The described system simply switches between an odd and an even state on every tick signal. The features of the UML statecharts are fully available (entry and exit actions, state hierarchy, etc) with a few extensions, like parametrized handling of certain situation. A system specification can hold multiple statechart definitions which can communicate via shared signals.

Monitor generation from statecharts

We had a few ideas on how monitor generation should work, from flat, highly efficient monitors to high level ones that preserves the statechart’s hierarchy in the code itself (creating easily extendable and readable source files in the process). We also had a few options somewhere between the two extremities, but most systems either have a lot, or nearly no extra computing power that can be used for monitoring, so a midways approach isn’t really necessary. We ended up implementing most of the functionality for both the high and the low level monitor generators. So, let’s dive into how they work!

High level monitor generation

This method preserves the hierarchy of the statecharts completely. As a specification might consist of multiple statecharts, a statechart handler is responsible for the top level functionality. It works with a signal handler that connects the world to the environment – which handles the signal queues. Signal queues are one of the parts that has to be written by hand. It will mostly operate by either using shared memory (locking functions are built in) for the queues, or by attaching to a network interface to monitor packets, where certain packets raise certain signals. The statechart handler is responsible for the proper working of statecharts, which in turn contain states and transitions. These are all separate classes derived from a generic state and transition class, which allows the developers to extend the functionality of certain actions or guards. Names for states are also stored as strings which can be used to send informative error messages. For example, a state with a built in, and a custom entry action is represented as follows:

Monitor example

The handling of time is delegated to a separate class. This uses standard C++11 timing features and a clock with millisecond resolution by default, but can be easily changed to platform specific solutions: three functions need to be replaced in the class, one for getting the current time, one for getting the current time with an offset (which is needed for timers), and the comparison function between two timestamps.

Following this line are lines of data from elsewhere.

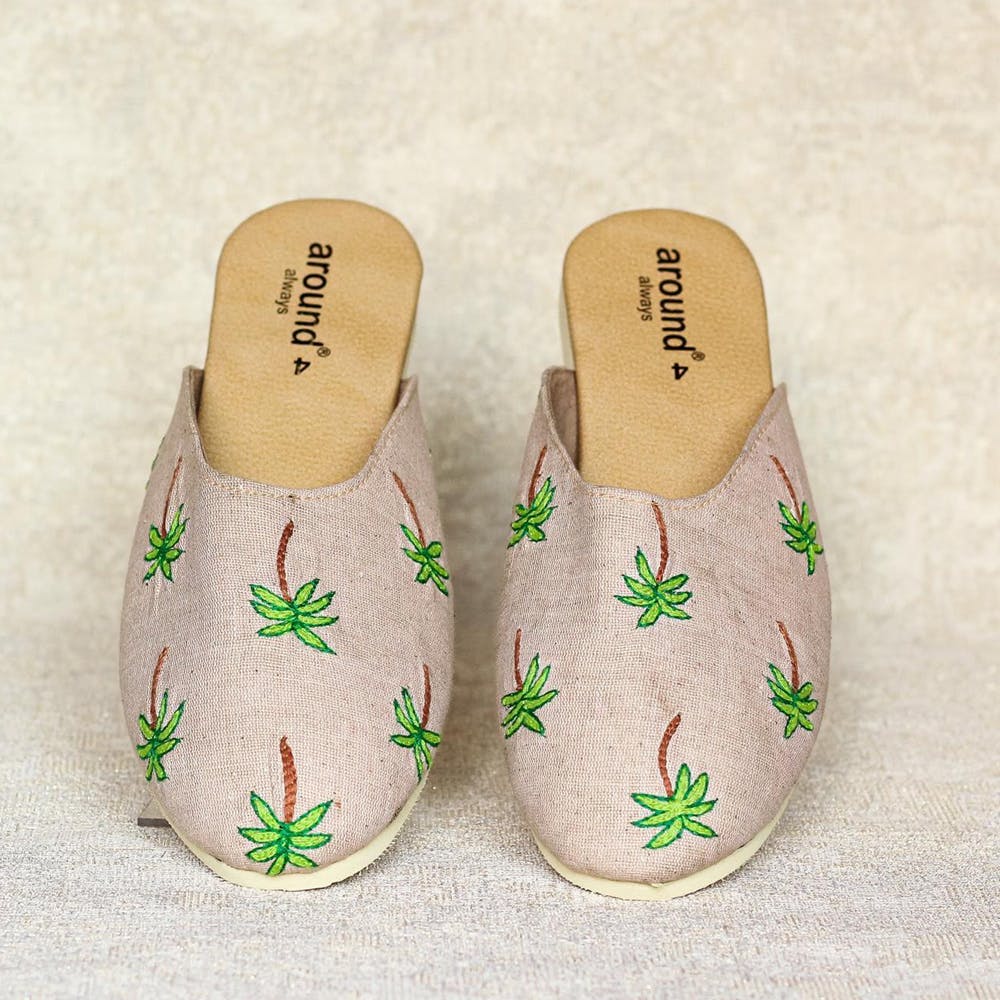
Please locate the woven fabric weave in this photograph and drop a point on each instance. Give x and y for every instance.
(753, 604)
(242, 691)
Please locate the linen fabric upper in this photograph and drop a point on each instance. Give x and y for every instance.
(621, 685)
(256, 703)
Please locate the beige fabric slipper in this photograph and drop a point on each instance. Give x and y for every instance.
(286, 645)
(663, 642)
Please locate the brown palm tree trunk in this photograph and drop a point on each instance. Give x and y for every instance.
(289, 777)
(661, 757)
(280, 561)
(413, 509)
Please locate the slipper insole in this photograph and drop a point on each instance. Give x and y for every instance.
(314, 305)
(669, 334)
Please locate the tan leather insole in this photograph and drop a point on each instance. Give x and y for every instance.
(314, 304)
(669, 333)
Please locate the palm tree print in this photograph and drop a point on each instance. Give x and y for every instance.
(650, 591)
(529, 518)
(684, 800)
(158, 728)
(417, 737)
(798, 525)
(164, 538)
(790, 699)
(425, 554)
(297, 613)
(282, 840)
(528, 696)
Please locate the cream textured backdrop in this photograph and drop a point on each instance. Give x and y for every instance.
(853, 145)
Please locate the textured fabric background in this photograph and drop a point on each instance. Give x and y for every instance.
(852, 145)
(244, 692)
(620, 685)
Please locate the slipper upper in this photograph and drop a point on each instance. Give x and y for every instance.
(662, 664)
(286, 655)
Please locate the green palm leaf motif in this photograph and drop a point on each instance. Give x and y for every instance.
(298, 613)
(158, 727)
(789, 698)
(416, 737)
(424, 553)
(282, 841)
(164, 539)
(797, 524)
(675, 812)
(656, 596)
(529, 696)
(529, 518)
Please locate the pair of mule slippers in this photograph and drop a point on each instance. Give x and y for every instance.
(663, 640)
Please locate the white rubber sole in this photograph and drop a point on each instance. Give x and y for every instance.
(663, 890)
(315, 878)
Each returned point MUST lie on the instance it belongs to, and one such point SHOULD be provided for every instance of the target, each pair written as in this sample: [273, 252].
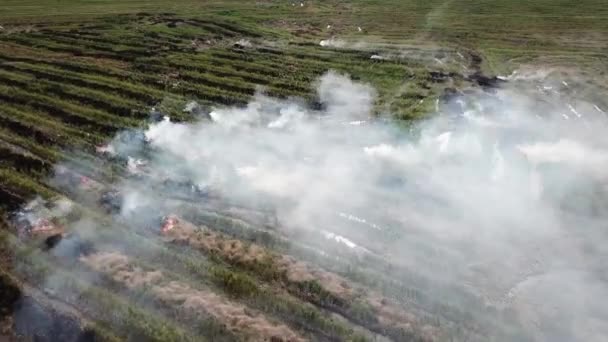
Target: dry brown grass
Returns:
[189, 301]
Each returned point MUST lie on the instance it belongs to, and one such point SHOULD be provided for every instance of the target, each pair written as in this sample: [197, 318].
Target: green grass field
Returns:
[74, 72]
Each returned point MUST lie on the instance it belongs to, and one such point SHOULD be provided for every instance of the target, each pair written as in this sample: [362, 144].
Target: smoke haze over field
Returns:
[502, 195]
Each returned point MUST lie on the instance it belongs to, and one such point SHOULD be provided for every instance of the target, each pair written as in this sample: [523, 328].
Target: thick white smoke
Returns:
[498, 193]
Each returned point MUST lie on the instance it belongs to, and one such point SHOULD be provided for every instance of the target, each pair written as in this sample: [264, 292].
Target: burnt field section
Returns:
[203, 268]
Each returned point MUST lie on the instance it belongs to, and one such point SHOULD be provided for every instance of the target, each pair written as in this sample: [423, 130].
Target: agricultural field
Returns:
[167, 169]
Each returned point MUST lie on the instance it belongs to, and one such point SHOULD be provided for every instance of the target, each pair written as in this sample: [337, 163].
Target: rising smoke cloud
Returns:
[498, 194]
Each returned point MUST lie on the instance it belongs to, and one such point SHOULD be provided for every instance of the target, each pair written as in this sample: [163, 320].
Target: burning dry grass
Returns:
[299, 275]
[189, 301]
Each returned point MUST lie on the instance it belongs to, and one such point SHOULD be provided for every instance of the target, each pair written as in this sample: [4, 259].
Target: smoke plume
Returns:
[499, 195]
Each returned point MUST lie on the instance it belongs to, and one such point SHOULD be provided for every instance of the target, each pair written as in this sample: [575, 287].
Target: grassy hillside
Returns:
[74, 72]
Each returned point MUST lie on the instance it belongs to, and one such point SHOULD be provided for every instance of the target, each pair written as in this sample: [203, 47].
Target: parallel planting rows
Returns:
[67, 88]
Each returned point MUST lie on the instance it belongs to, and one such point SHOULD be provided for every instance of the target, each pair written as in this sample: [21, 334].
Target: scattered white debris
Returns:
[339, 238]
[357, 123]
[243, 43]
[599, 109]
[444, 141]
[354, 218]
[498, 163]
[134, 166]
[574, 111]
[336, 43]
[246, 171]
[106, 149]
[190, 106]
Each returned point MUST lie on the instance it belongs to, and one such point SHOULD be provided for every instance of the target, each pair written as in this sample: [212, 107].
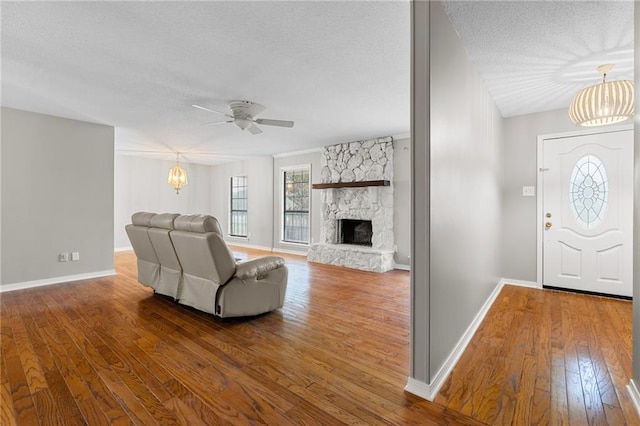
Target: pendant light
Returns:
[606, 103]
[177, 176]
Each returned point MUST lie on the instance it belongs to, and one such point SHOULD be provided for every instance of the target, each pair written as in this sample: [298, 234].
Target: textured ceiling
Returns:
[339, 69]
[536, 55]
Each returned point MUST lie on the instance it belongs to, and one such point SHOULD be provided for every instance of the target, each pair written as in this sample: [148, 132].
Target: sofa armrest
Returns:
[256, 267]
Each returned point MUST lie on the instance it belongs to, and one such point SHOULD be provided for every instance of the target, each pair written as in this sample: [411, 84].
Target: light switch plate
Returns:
[528, 191]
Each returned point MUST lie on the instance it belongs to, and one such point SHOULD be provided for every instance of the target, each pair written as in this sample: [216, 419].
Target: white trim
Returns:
[421, 389]
[399, 136]
[265, 248]
[540, 183]
[429, 391]
[281, 201]
[634, 394]
[230, 180]
[301, 152]
[252, 246]
[286, 251]
[519, 283]
[56, 280]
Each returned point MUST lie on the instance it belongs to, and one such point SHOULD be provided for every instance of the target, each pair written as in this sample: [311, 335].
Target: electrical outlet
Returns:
[528, 191]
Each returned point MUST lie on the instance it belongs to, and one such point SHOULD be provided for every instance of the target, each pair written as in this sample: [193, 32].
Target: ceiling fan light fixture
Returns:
[606, 103]
[177, 176]
[244, 123]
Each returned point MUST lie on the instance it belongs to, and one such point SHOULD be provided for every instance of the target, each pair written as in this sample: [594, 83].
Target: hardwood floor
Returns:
[547, 357]
[107, 351]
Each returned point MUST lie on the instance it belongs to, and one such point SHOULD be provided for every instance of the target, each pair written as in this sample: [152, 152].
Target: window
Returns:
[588, 188]
[295, 226]
[238, 216]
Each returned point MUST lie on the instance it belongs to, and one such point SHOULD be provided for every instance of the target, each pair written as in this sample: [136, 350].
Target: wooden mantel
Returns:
[351, 184]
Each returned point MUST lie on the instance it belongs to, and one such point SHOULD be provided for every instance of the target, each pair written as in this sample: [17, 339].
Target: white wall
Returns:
[520, 169]
[402, 199]
[141, 185]
[312, 158]
[636, 211]
[465, 181]
[259, 174]
[57, 196]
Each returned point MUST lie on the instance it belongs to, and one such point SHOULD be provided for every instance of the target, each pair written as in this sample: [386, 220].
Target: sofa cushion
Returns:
[142, 218]
[163, 220]
[197, 223]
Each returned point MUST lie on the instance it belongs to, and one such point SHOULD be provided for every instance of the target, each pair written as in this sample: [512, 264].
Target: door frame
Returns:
[540, 187]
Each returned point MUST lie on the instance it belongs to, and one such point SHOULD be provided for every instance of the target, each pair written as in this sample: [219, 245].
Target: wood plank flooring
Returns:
[108, 351]
[546, 357]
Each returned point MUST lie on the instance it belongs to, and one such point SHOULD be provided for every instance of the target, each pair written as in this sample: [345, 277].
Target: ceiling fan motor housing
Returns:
[242, 116]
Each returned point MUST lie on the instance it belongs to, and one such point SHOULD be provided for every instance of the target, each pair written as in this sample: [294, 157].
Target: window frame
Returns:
[232, 210]
[283, 199]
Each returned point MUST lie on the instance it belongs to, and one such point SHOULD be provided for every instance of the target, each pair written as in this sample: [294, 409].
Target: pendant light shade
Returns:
[177, 176]
[605, 103]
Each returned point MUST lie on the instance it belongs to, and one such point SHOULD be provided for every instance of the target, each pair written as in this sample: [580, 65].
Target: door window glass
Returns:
[588, 189]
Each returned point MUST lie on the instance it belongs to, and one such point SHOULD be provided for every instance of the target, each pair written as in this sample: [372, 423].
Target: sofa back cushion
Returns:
[201, 249]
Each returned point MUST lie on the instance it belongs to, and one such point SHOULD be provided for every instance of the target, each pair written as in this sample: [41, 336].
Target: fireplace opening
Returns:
[352, 231]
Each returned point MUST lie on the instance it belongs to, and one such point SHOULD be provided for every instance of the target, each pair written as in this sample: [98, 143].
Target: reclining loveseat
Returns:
[185, 257]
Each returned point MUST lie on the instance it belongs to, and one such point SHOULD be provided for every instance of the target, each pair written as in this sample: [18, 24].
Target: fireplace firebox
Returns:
[353, 231]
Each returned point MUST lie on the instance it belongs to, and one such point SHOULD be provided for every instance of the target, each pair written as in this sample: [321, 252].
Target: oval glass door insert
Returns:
[588, 190]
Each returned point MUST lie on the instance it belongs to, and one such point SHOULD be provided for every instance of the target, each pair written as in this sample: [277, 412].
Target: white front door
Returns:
[588, 212]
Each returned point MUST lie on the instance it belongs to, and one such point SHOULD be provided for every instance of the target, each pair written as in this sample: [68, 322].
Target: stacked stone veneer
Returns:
[355, 162]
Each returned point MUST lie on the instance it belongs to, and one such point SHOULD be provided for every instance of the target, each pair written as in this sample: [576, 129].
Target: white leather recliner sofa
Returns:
[209, 278]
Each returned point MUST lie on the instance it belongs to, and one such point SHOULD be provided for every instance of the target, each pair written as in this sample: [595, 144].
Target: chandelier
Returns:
[606, 103]
[177, 176]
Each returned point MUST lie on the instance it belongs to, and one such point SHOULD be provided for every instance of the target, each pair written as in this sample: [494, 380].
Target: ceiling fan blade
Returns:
[280, 123]
[211, 110]
[254, 130]
[217, 122]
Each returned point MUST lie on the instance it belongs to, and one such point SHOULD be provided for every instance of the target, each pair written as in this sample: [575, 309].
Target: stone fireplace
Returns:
[354, 231]
[356, 219]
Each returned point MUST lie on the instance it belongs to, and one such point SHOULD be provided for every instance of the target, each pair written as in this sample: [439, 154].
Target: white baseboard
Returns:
[245, 245]
[634, 394]
[520, 283]
[429, 391]
[56, 280]
[287, 251]
[269, 249]
[421, 389]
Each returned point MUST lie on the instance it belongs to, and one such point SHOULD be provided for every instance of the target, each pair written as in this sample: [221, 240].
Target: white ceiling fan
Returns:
[243, 115]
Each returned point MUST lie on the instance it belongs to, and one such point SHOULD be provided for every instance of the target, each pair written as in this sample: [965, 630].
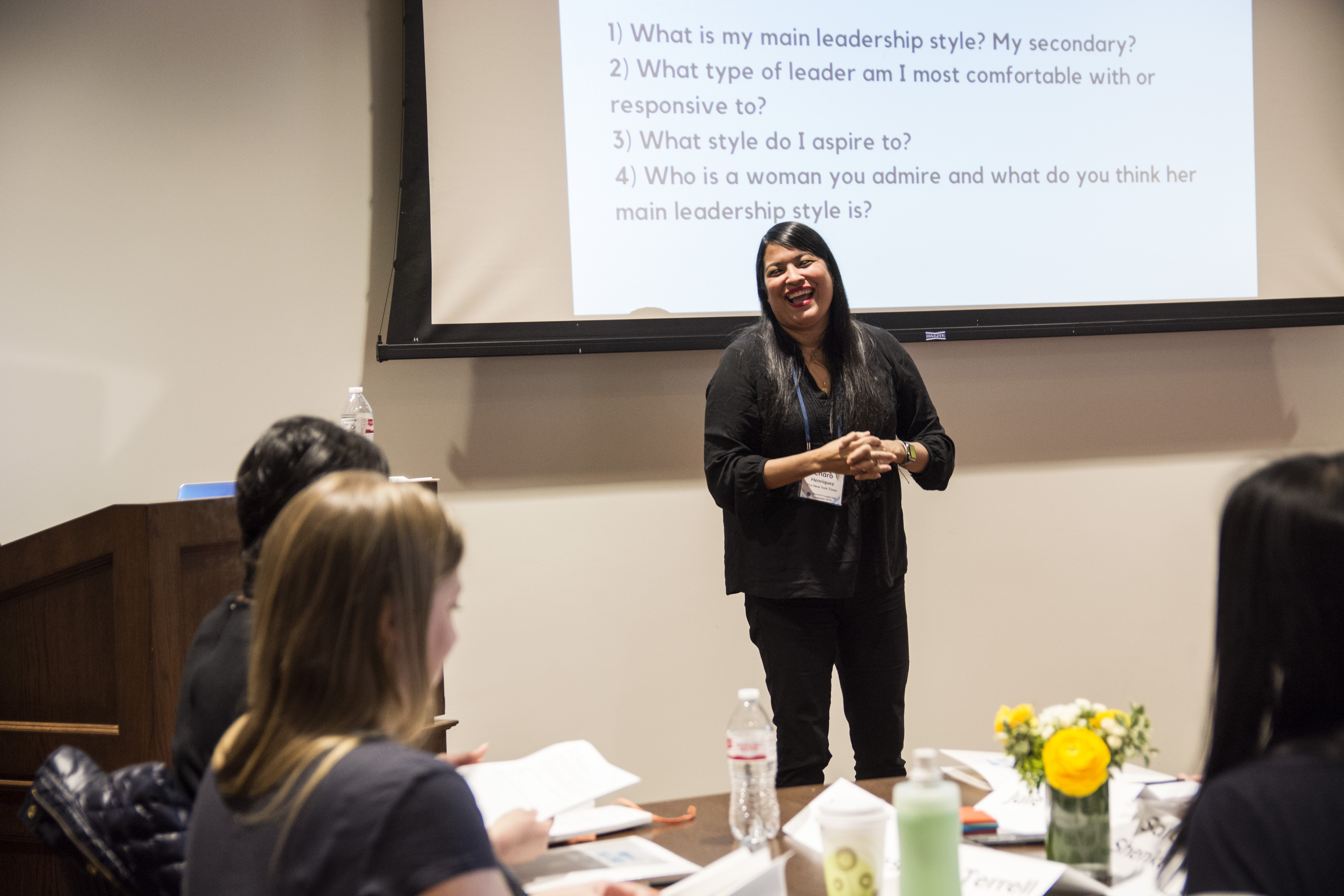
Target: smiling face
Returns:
[799, 287]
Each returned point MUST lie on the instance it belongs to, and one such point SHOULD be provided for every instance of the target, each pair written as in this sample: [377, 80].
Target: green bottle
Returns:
[929, 824]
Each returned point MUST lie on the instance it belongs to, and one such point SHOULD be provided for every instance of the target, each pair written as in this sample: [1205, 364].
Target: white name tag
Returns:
[822, 487]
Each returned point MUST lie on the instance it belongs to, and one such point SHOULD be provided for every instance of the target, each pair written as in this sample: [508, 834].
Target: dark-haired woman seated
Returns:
[317, 790]
[290, 456]
[1271, 816]
[804, 421]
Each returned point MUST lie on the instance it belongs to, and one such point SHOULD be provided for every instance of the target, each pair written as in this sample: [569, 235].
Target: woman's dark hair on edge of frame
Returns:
[846, 345]
[1279, 680]
[290, 456]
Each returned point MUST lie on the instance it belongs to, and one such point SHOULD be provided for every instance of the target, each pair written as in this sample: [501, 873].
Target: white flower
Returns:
[1061, 717]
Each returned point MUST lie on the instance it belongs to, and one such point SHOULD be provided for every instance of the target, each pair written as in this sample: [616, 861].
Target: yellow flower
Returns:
[1019, 715]
[1076, 762]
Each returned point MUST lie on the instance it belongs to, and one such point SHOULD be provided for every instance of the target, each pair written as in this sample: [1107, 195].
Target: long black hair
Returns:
[1279, 676]
[290, 456]
[849, 349]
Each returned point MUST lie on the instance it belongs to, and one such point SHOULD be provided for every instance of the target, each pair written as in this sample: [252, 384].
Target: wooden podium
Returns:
[96, 617]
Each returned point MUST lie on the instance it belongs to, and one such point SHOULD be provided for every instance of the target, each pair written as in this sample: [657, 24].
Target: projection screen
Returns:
[596, 175]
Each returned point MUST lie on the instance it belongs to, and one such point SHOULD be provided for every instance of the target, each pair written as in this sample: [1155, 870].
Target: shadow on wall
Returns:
[1097, 397]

This allows the generator not only to be used for monitor generation, but as a general tool to create object oriented C++ code from statecharts. This naturally results in a larger codebase than a low level monitor would, which is usually problematic when running on embedded systems.

Monitors with low overhead

After we realised that a BeagleBone PRU (which is what we wanted the monitor to run on) only has 8kB of code memory, a low level monitor generator had to be implemented. Code for handling hierarchy was the first to go – flat statecharts are just as good as hierarchical ones, when the memory limit is 8kB. The statechart names can also be omitted – even if it’s a less friendly method for the eye, storing an ID is enough to be to trace back which error state was reached. Creating child classes for states is also unacceptable overhead on such a small system, so we decided to use a general state class with function pointers. C++11 compilers are also seldom on embedded systems, so the code was downgraded to be C++98 compliant (which is the reason why no nice looking initialization lists are used). Then a single function running in an infinite loop checks for any changes in the signal que (in shared memory), and takes timesteps accordingly.

By now, you should have quite a bad feeling about how such code might look like. Well, wait no more, here is a small part from an example statechart, which shows how a transition is handled and the monitoring code is built:

Looks horrible, right? Still: that’s how low level monitors for embedded systems are born.